EURUSD fell 0.67% over the hour as preliminary Eurozone PMI forecasts were much weaker than expected, increasing pressure on the ECB to continue with its accommodative monetary policy.
This is not the first time that a preliminary PMI that deviates significantly from expectations has driven European currency markets, rivalling the US employment data in terms of its impact on EUR/USD.
France’s boom was short-lived. The composite PMI forecast for September fell to 47.4 from 53.1 the previous month, well below the 52.7 forecast. The manufacturing PMI has been hovering around 44 for the past three months and has only exceeded 50 once in the past two years. The services sector fell below 50 to 48.3, its lowest level since March.
Estimates of business activity for September showed German manufacturing activity slowing at its fastest pace in 12 months, continuing its first decline since May, dropping to 40.3. The services sector also reversed a decline four months ago but remains officially in expansion territory above 50.
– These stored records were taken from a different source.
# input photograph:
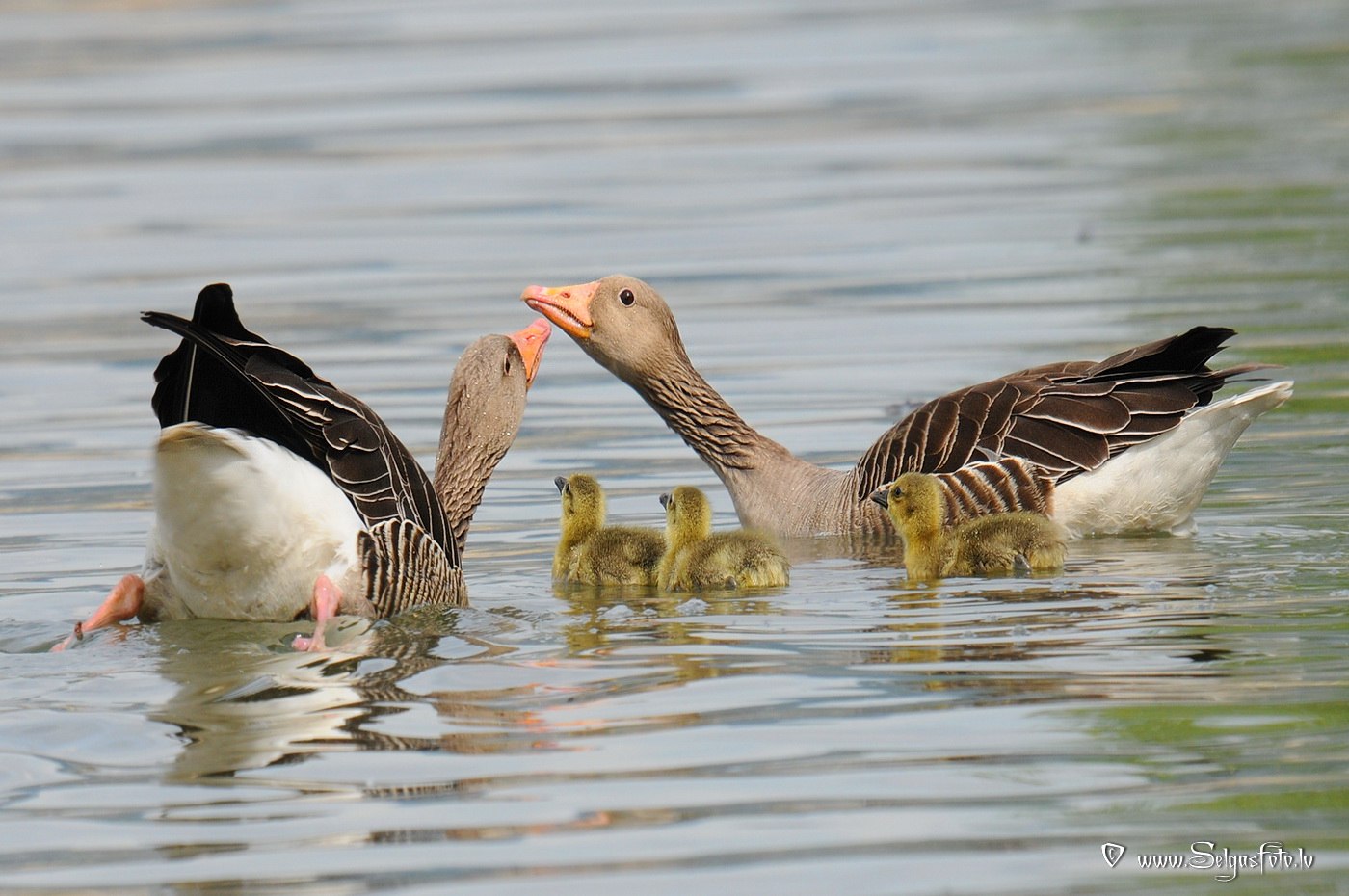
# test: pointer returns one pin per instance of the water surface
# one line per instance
(852, 206)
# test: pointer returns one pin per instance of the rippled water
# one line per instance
(852, 206)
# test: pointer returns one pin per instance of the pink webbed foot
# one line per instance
(323, 607)
(121, 603)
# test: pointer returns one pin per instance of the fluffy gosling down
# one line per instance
(594, 553)
(992, 544)
(697, 558)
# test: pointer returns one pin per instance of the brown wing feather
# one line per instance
(289, 404)
(1068, 417)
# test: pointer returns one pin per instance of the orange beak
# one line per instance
(569, 306)
(530, 343)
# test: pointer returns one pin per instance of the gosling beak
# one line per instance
(530, 343)
(569, 306)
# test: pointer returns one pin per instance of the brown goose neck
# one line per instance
(463, 468)
(704, 420)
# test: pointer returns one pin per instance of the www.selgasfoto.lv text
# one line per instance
(1271, 856)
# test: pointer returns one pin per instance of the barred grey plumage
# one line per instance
(995, 486)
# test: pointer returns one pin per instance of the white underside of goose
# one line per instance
(243, 528)
(1157, 485)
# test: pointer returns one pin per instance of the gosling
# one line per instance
(994, 544)
(697, 558)
(594, 553)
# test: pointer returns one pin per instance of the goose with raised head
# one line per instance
(698, 558)
(993, 544)
(1128, 443)
(590, 552)
(278, 495)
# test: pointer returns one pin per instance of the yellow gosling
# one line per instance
(697, 558)
(593, 553)
(993, 544)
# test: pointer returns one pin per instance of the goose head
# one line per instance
(913, 498)
(583, 504)
(688, 515)
(488, 390)
(620, 322)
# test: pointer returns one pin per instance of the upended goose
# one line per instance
(1129, 443)
(589, 552)
(995, 542)
(278, 494)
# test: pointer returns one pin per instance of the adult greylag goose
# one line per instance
(991, 544)
(698, 558)
(590, 552)
(1129, 443)
(278, 494)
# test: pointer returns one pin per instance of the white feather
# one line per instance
(1157, 485)
(243, 526)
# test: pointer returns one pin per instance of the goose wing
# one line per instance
(225, 376)
(1063, 418)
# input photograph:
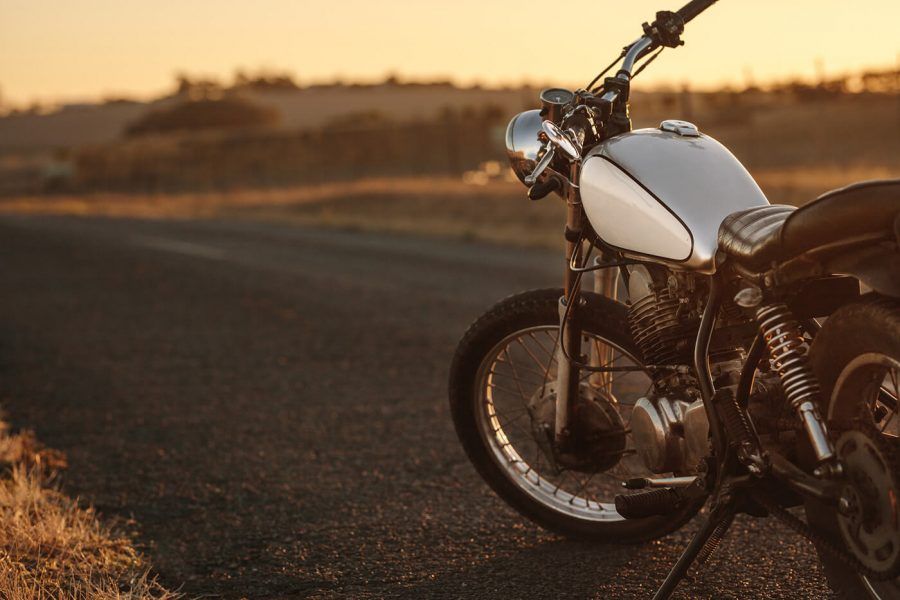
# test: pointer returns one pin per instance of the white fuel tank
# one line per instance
(662, 193)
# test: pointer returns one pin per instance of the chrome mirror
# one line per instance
(567, 144)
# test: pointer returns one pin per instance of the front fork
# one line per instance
(567, 374)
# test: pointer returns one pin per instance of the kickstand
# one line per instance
(716, 524)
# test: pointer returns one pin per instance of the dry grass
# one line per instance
(495, 211)
(52, 548)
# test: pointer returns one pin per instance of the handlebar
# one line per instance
(651, 40)
(693, 8)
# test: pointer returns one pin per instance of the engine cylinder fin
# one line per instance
(658, 329)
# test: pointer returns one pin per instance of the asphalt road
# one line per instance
(268, 405)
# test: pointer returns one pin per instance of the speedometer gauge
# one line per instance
(557, 96)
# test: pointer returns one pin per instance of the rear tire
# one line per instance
(870, 327)
(603, 318)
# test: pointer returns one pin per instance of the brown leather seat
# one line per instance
(759, 236)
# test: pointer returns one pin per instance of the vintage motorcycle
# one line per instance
(707, 384)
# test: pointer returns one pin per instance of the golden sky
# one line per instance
(82, 49)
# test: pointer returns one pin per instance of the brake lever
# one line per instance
(542, 165)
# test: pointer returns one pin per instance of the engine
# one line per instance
(670, 425)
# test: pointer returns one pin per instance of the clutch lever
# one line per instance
(557, 140)
(542, 165)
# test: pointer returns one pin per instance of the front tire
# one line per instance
(507, 467)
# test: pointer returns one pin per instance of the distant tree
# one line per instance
(204, 114)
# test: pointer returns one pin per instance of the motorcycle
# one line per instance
(698, 376)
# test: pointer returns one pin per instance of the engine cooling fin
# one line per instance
(659, 330)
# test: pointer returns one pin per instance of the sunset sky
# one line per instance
(54, 50)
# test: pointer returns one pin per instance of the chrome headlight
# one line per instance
(523, 148)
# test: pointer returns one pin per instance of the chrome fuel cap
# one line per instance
(682, 128)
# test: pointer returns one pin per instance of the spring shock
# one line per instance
(788, 350)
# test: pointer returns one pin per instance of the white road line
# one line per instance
(179, 247)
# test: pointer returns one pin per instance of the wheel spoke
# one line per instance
(518, 364)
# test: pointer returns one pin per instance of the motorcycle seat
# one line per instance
(760, 236)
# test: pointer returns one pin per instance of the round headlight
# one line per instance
(523, 148)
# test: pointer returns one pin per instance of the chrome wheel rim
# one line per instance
(522, 364)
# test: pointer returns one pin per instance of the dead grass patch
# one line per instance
(52, 548)
(447, 207)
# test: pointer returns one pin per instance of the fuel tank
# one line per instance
(662, 193)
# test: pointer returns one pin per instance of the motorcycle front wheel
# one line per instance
(502, 368)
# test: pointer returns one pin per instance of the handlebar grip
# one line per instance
(693, 8)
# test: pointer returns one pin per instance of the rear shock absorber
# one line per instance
(788, 349)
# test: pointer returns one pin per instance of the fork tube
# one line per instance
(566, 373)
(606, 283)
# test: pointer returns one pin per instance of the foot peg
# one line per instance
(652, 503)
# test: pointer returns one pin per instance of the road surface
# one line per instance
(268, 405)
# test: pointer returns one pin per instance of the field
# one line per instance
(476, 207)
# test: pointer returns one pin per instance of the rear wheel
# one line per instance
(856, 357)
(502, 392)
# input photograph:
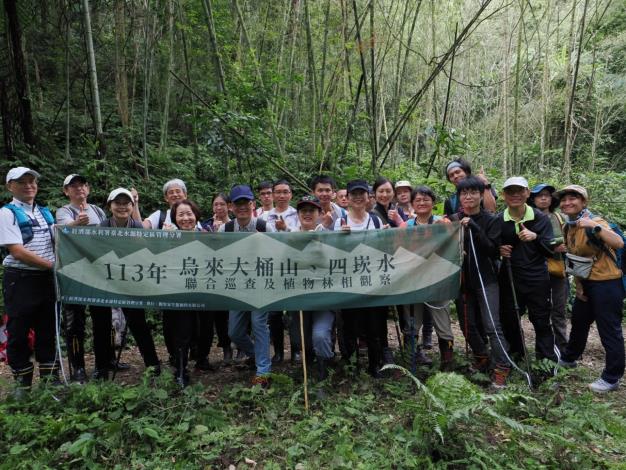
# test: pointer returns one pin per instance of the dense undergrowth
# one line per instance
(446, 422)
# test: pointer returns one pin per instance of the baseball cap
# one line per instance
(120, 192)
(572, 188)
(309, 201)
(404, 184)
(18, 172)
(515, 181)
(356, 185)
(69, 179)
(540, 187)
(241, 191)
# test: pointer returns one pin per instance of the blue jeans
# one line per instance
(604, 306)
(238, 332)
(318, 328)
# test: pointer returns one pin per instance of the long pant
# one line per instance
(439, 314)
(184, 326)
(559, 288)
(604, 306)
(102, 344)
(369, 320)
(75, 334)
(485, 313)
(238, 331)
(169, 318)
(318, 328)
(532, 295)
(29, 301)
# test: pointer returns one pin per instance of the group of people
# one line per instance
(515, 261)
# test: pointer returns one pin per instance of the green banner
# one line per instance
(257, 271)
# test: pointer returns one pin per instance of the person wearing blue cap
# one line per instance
(242, 199)
(541, 197)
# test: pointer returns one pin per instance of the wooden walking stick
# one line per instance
(303, 348)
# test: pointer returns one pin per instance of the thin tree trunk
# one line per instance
(121, 76)
(215, 56)
(570, 135)
(19, 71)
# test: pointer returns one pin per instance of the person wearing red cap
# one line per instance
(28, 282)
(591, 259)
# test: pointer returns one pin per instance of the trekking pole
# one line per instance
(119, 353)
(303, 347)
(509, 271)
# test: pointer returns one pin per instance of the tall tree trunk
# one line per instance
(121, 76)
(20, 73)
(215, 53)
(93, 79)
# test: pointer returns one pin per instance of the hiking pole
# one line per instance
(509, 271)
(119, 353)
(303, 348)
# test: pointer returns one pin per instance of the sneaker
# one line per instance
(602, 386)
(262, 380)
(567, 364)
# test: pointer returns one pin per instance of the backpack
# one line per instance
(25, 223)
(261, 226)
(620, 254)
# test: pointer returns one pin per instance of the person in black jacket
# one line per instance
(121, 203)
(481, 309)
(525, 242)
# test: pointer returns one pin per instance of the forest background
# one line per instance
(218, 92)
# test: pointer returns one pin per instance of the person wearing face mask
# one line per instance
(591, 259)
(459, 169)
(541, 197)
(28, 281)
(121, 205)
(525, 242)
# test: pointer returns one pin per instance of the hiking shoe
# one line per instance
(262, 380)
(602, 386)
(567, 364)
(499, 376)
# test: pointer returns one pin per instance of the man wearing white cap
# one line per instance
(525, 242)
(28, 284)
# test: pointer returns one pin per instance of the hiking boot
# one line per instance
(100, 374)
(182, 379)
(422, 359)
(427, 339)
(602, 386)
(480, 363)
(388, 356)
(567, 364)
(446, 353)
(262, 380)
(79, 376)
(121, 366)
(203, 365)
(228, 354)
(23, 380)
(49, 373)
(499, 376)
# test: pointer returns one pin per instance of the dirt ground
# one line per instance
(238, 372)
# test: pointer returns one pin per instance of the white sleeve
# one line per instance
(64, 216)
(154, 219)
(10, 233)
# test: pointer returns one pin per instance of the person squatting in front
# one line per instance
(28, 283)
(480, 290)
(242, 200)
(525, 241)
(121, 203)
(591, 259)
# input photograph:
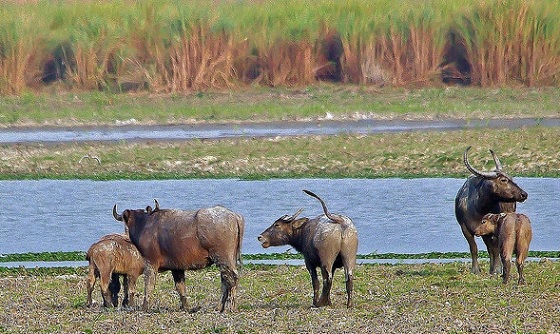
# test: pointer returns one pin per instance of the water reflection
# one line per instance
(391, 215)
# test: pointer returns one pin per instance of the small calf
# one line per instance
(328, 241)
(514, 234)
(111, 256)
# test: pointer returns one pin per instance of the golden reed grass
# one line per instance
(186, 46)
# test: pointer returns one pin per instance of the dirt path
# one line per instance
(263, 129)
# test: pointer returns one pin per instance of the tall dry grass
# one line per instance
(185, 46)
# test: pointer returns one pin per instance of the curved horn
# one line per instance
(487, 175)
(496, 161)
(115, 214)
(295, 214)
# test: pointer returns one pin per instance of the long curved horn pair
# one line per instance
(487, 175)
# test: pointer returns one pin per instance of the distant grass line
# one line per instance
(531, 152)
(80, 256)
(189, 46)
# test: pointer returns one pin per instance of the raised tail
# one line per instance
(332, 217)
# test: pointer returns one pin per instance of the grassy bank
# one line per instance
(523, 152)
(186, 46)
(80, 256)
(438, 298)
(277, 104)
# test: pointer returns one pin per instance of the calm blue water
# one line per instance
(391, 215)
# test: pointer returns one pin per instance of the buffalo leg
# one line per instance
(179, 278)
(315, 282)
(325, 299)
(115, 288)
(494, 253)
(349, 277)
(149, 284)
(92, 277)
(520, 264)
(104, 280)
(229, 279)
(126, 288)
(131, 281)
(475, 268)
(506, 261)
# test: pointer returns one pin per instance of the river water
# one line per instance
(131, 132)
(391, 215)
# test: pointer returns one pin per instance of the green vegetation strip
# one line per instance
(277, 104)
(80, 256)
(396, 298)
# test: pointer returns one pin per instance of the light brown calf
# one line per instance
(111, 256)
(513, 232)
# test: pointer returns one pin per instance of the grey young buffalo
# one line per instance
(482, 193)
(110, 257)
(514, 233)
(328, 241)
(179, 240)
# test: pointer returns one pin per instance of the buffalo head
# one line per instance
(498, 183)
(282, 230)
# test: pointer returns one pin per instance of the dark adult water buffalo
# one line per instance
(482, 193)
(328, 241)
(179, 240)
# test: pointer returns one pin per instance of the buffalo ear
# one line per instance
(299, 222)
(126, 216)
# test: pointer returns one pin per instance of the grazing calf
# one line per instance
(485, 192)
(328, 241)
(111, 256)
(514, 234)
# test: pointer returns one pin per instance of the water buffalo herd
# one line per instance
(158, 240)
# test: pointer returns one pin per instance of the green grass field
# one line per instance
(435, 298)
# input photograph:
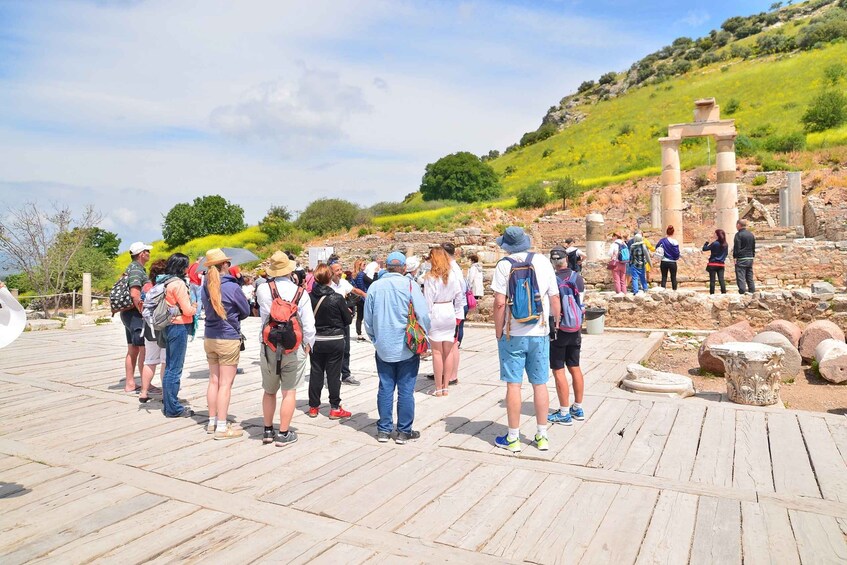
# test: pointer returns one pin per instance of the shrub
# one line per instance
(786, 143)
(533, 196)
(827, 110)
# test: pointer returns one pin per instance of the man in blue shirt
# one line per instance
(386, 314)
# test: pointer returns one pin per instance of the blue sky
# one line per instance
(136, 105)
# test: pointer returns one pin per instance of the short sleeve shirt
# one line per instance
(547, 286)
(136, 275)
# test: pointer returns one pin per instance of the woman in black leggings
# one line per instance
(718, 251)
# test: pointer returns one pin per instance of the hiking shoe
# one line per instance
(559, 417)
(513, 446)
(283, 440)
(338, 413)
(230, 433)
(403, 437)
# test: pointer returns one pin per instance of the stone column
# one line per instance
(656, 207)
(671, 187)
(791, 202)
(595, 236)
(86, 293)
(726, 195)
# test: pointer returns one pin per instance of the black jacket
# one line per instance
(333, 315)
(744, 245)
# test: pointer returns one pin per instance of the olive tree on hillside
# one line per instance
(460, 176)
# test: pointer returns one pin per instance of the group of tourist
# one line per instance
(633, 258)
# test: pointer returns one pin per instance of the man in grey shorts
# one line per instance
(294, 364)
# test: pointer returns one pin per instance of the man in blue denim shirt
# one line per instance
(386, 314)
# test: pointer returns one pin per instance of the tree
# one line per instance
(460, 176)
(566, 189)
(205, 216)
(43, 245)
(328, 215)
(827, 110)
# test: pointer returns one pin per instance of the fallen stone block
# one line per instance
(643, 380)
(789, 329)
(791, 361)
(815, 333)
(831, 356)
(742, 331)
(753, 372)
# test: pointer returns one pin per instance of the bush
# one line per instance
(827, 110)
(786, 143)
(533, 196)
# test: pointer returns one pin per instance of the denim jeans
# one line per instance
(402, 376)
(176, 339)
(639, 277)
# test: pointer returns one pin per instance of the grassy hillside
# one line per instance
(618, 138)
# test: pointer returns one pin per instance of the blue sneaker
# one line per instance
(559, 417)
(513, 446)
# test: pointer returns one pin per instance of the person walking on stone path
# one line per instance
(718, 250)
(133, 322)
(565, 350)
(386, 316)
(524, 346)
(332, 316)
(744, 251)
(446, 301)
(668, 251)
(176, 335)
(293, 366)
(225, 306)
(639, 258)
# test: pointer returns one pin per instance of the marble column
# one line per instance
(671, 187)
(791, 202)
(726, 195)
(595, 236)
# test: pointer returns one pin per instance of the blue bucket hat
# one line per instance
(514, 240)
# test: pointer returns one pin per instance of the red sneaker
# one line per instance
(338, 413)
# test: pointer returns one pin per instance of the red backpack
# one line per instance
(283, 332)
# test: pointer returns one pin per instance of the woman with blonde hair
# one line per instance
(445, 297)
(225, 306)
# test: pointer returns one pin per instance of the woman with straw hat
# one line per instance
(225, 307)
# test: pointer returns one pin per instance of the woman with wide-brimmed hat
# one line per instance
(225, 307)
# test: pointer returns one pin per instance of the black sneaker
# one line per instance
(403, 437)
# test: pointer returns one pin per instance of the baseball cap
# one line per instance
(558, 252)
(396, 259)
(138, 247)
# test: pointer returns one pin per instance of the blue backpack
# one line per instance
(524, 298)
(571, 304)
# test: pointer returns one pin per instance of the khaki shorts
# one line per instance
(292, 369)
(222, 351)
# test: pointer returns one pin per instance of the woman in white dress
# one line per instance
(444, 294)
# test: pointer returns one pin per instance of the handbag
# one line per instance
(416, 339)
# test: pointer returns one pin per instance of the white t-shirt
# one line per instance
(343, 287)
(547, 286)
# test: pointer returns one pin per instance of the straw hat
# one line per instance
(215, 257)
(280, 265)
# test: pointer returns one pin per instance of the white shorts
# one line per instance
(153, 354)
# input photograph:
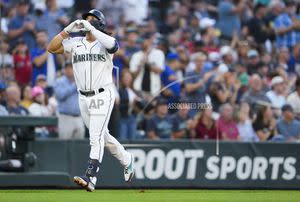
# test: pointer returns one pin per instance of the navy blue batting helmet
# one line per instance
(100, 24)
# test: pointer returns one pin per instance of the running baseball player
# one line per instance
(92, 63)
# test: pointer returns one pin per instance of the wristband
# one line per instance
(61, 34)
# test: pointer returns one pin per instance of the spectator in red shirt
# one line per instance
(206, 126)
(226, 125)
(22, 62)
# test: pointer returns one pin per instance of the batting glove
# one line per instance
(87, 25)
(75, 26)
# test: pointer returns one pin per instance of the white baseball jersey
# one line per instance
(92, 64)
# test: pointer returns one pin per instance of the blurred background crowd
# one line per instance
(198, 69)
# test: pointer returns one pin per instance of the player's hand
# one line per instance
(74, 27)
(87, 25)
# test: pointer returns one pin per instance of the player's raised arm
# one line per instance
(56, 46)
(110, 43)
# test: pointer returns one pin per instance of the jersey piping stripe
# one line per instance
(107, 115)
(91, 62)
(83, 43)
(85, 70)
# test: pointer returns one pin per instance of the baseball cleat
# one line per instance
(85, 183)
(129, 170)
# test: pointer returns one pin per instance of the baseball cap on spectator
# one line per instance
(252, 53)
(40, 77)
(131, 30)
(225, 50)
(283, 49)
(244, 79)
(259, 5)
(161, 101)
(36, 90)
(290, 2)
(68, 63)
(20, 41)
(287, 107)
(207, 22)
(184, 100)
(23, 2)
(40, 6)
(2, 85)
(172, 56)
(276, 80)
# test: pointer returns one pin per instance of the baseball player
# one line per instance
(92, 63)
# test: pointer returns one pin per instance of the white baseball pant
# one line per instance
(95, 111)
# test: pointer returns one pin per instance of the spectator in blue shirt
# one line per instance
(229, 20)
(53, 19)
(195, 83)
(13, 98)
(183, 122)
(171, 85)
(287, 26)
(160, 124)
(43, 62)
(70, 124)
(22, 26)
(288, 126)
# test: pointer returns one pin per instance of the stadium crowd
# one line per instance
(200, 69)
Manufacturing activity is contracting at its fastest pace since December. The services sector, at 50.5, is expanding at its slowest pace since February, but is still growing.
The negative data surprise led EURUSD to extract new downward momentum, briefly dropping below 1.11. The pair has been unable to stabilize above 1.12 over the past month and if the current decline continues it could result in a double top formation with a near-term downside target of 1.10 and a more distant target of 1.09. Preventing the euro from weakening against the dollar in the long term will be Fed policy. The FOMC cut interest rates by 0.5% last week and current forecasts call for more aggressive easing than the ECB.